You need to have Python 3.12 or newer installed on your system. If you don’t have Python installed, we recommend installing uv.

PyPI#

Install the latest release of annbatch from PyPI:

pip install "annbatch[zarrs]"

Important

zarrs-python gives the necessary performance boost for the sharded data produced by our preprocessing functions to be useful when loading data off a local filesystem, so we recommend installing the zarrs extra and using it when working with local filesystems. Otherwise, be sure to install the [remote] extra for zarr-python to be able to use zarr.storage.ObjectStore for top remote performance.

Optional dependencies#

annbatch ships several extras that you can mix and match:

Extra

What it adds

zarrs

High-performance zarr codec pipeline via zarrs-python for local filesystems — strongly recommended.

torch

Yields batches as 0-copy torch.Tensors.

cupy-cuda12

GPU acceleration via cupy for CUDA 12, highly recommended for CUDA systems.

cupy-cuda13

GPU acceleration via cupy for CUDA 13, highly recommended for CUDA systems.

cupy provides accelerated handling of the data via preload_to_gpu once it has been read off disk, and does not need to be used in conjunction with torch. cupy is also compatible with rocm (AMD) devices, although we do not provide an extra for installing.

To install several extras at once:

pip install "annbatch[zarrs,torch,cupy-cuda13]"

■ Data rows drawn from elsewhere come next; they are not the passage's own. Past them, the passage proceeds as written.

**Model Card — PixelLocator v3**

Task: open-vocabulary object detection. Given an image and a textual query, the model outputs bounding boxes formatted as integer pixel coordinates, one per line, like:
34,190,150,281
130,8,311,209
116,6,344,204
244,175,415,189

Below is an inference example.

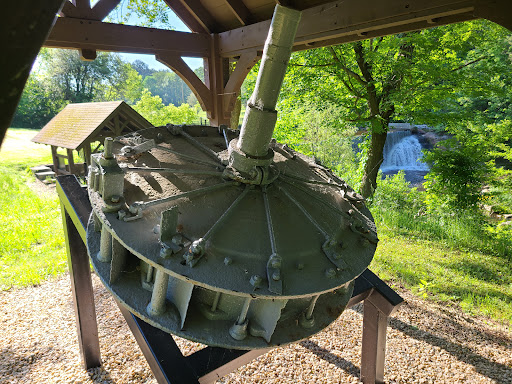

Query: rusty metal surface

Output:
32,101,151,149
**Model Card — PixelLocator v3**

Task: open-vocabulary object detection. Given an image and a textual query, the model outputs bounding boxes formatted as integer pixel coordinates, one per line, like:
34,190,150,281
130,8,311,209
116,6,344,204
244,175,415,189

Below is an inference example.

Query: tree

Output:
143,71,192,105
133,89,198,126
40,49,140,103
283,21,512,197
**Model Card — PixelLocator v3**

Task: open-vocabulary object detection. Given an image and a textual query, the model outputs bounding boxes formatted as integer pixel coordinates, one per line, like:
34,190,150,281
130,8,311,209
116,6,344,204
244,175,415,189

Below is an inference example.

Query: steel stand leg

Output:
61,210,101,369
361,299,388,384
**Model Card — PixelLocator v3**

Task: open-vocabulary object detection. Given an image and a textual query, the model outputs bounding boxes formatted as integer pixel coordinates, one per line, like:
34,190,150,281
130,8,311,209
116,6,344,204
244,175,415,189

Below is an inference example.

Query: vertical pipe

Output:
211,291,220,312
238,5,301,157
236,297,252,325
306,295,320,320
98,224,112,263
146,269,169,316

(Replace cupy-cuda13 with the extra matching your local CUDA version.)

Important

Always quote the package specifier ("annbatch[zarrs,torch]") and do not put spaces between the extras. Most shells (bash, zsh) treat the square brackets as glob patterns, so an unquoted annbatch[zarrs,torch] — or one written as annbatch[zarrs, torch] — will fail to install.